Unveiling the Synergistic Role of Frustrated Lewis Pairs in Carbon-Encapsulated Ni/NiOx Photothermal Cocatalyst for Enhanced Photocatalytic Hydrogen Production.

ABSTRACT

The development of high-density and closely spaced frustrated Lewis pairs (FLPs) is crucial for enhancing catalyst activity and accelerating reaction rates. However, constructing efficient FLPs by breaking classical Lewis bonds poses a significant challenge. Here, this work has made a pivotal discovery regarding the Jahn-Teller effect during the formation of grain boundaries in carbon-encapsulated Ni/NiOx (Ni/NiOx@C).
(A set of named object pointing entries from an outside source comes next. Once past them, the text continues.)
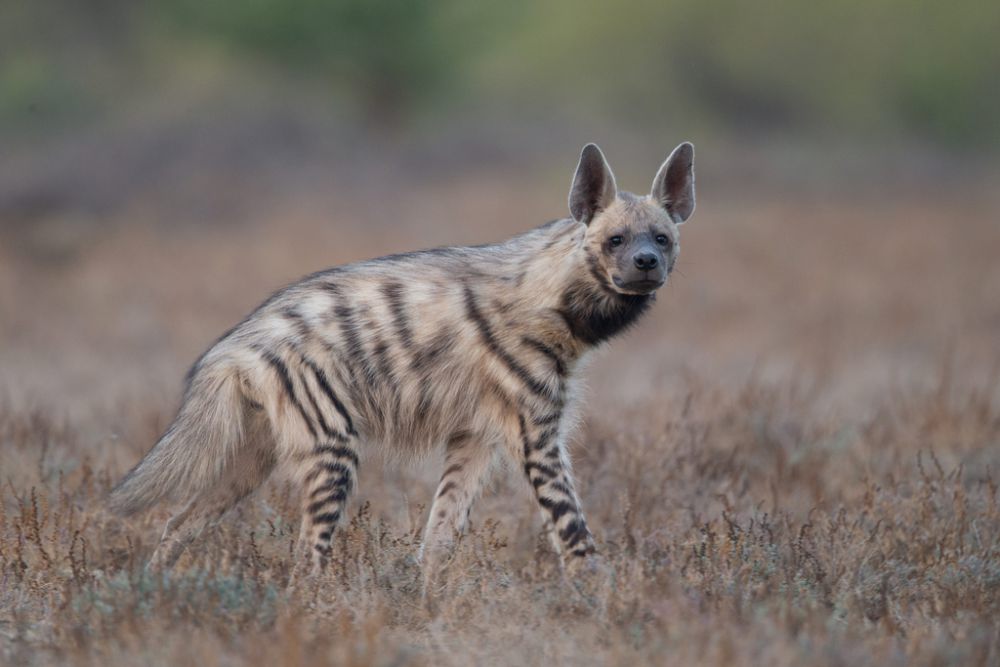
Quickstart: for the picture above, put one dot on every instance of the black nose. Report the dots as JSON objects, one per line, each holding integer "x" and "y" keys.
{"x": 645, "y": 261}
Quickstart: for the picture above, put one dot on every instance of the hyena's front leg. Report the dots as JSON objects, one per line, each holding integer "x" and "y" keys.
{"x": 330, "y": 476}
{"x": 468, "y": 460}
{"x": 547, "y": 467}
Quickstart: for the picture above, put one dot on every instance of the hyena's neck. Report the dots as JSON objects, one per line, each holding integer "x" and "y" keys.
{"x": 563, "y": 277}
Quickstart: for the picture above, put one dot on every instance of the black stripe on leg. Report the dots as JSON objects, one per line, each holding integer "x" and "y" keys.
{"x": 324, "y": 385}
{"x": 541, "y": 468}
{"x": 574, "y": 532}
{"x": 326, "y": 428}
{"x": 327, "y": 519}
{"x": 557, "y": 508}
{"x": 448, "y": 486}
{"x": 561, "y": 488}
{"x": 286, "y": 380}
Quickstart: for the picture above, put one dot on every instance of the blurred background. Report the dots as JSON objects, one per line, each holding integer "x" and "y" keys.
{"x": 164, "y": 166}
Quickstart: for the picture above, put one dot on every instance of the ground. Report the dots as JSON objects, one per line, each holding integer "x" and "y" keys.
{"x": 793, "y": 460}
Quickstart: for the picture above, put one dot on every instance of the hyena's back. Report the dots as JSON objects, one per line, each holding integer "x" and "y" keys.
{"x": 404, "y": 352}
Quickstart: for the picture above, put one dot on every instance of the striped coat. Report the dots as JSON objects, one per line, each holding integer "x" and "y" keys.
{"x": 477, "y": 350}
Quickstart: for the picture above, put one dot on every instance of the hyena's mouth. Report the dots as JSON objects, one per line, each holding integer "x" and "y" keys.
{"x": 644, "y": 286}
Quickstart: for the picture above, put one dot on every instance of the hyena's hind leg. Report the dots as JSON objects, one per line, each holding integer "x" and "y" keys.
{"x": 468, "y": 461}
{"x": 329, "y": 477}
{"x": 244, "y": 476}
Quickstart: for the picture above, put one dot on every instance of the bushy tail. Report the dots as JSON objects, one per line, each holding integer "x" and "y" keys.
{"x": 194, "y": 451}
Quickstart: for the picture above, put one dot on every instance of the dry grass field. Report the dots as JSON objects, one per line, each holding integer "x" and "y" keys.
{"x": 793, "y": 460}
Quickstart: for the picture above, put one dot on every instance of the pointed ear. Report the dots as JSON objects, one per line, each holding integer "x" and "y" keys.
{"x": 593, "y": 187}
{"x": 673, "y": 186}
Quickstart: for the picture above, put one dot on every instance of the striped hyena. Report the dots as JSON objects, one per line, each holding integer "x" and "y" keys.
{"x": 473, "y": 349}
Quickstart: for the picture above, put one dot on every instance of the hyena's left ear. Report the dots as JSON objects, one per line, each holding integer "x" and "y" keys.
{"x": 593, "y": 188}
{"x": 673, "y": 186}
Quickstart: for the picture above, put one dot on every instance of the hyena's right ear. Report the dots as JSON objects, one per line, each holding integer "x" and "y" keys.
{"x": 593, "y": 187}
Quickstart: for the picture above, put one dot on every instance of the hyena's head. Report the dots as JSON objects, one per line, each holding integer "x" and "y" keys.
{"x": 632, "y": 242}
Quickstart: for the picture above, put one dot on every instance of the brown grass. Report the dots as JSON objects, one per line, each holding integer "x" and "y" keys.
{"x": 794, "y": 461}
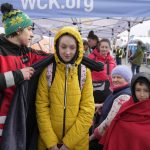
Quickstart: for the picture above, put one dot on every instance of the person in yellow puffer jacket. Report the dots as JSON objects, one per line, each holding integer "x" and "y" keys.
{"x": 64, "y": 111}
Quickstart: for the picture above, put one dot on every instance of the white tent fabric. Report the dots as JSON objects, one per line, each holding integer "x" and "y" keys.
{"x": 107, "y": 18}
{"x": 105, "y": 27}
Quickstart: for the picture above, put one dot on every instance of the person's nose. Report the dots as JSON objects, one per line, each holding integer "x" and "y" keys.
{"x": 142, "y": 93}
{"x": 68, "y": 51}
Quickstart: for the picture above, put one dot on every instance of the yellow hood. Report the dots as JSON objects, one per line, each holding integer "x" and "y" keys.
{"x": 75, "y": 33}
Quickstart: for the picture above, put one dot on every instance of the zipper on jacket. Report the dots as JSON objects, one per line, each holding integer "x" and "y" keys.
{"x": 65, "y": 98}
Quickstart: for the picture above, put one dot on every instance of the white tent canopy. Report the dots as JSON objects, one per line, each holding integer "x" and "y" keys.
{"x": 107, "y": 18}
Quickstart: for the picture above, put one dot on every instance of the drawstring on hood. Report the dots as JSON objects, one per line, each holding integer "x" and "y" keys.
{"x": 76, "y": 35}
{"x": 143, "y": 76}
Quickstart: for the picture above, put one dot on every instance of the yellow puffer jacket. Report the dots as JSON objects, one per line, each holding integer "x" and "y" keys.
{"x": 79, "y": 105}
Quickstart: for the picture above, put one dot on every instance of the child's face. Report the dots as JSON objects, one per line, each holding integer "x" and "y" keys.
{"x": 67, "y": 48}
{"x": 142, "y": 91}
{"x": 118, "y": 80}
{"x": 104, "y": 48}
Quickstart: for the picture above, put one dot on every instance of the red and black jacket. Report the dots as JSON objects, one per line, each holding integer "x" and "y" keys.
{"x": 12, "y": 59}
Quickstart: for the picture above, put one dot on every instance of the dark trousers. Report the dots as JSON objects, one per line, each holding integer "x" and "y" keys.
{"x": 118, "y": 61}
{"x": 135, "y": 68}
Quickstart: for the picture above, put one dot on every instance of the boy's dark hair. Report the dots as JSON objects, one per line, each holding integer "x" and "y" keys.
{"x": 141, "y": 81}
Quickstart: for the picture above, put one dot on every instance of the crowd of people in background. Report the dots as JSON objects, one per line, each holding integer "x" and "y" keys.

This effect facilitates the formation of high-density O (VO) and Ni (VNi) vacancy sites with different charge polarities, specifically FLP-VO-C basic sites and FLP-VNi-C acidic sites. The synergistic interaction between FLP-VO-C and FLP-VNi-C sites not only reduces energy barriers for water adsorption and splitting, but also induces a strong photothermal effect. This mutually reinforcing effect contributes to the exceptional performance of Ni/NiOx@C as a cocatalyst in photothermal-assisted photocatalytic hydrogen production. Notably, the Ni/NiOx@C/g-C3N4 (NOCC) composite photocatalyst exhibits remarkable hydrogen production activity with a rate of 10.7 mmol g-1 h-1, surpassing that of the Pt cocatalyst by 1.76 times. Moreover, the NOCC achieves an impressive apparent quantum yield of 40.78% at a wavelength of 380 nm. This work paves the way for designing novel defect-state multiphase cocatalysts with high-density and adjacent FLP sites, which hold promise for enhancing various catalytic reactions.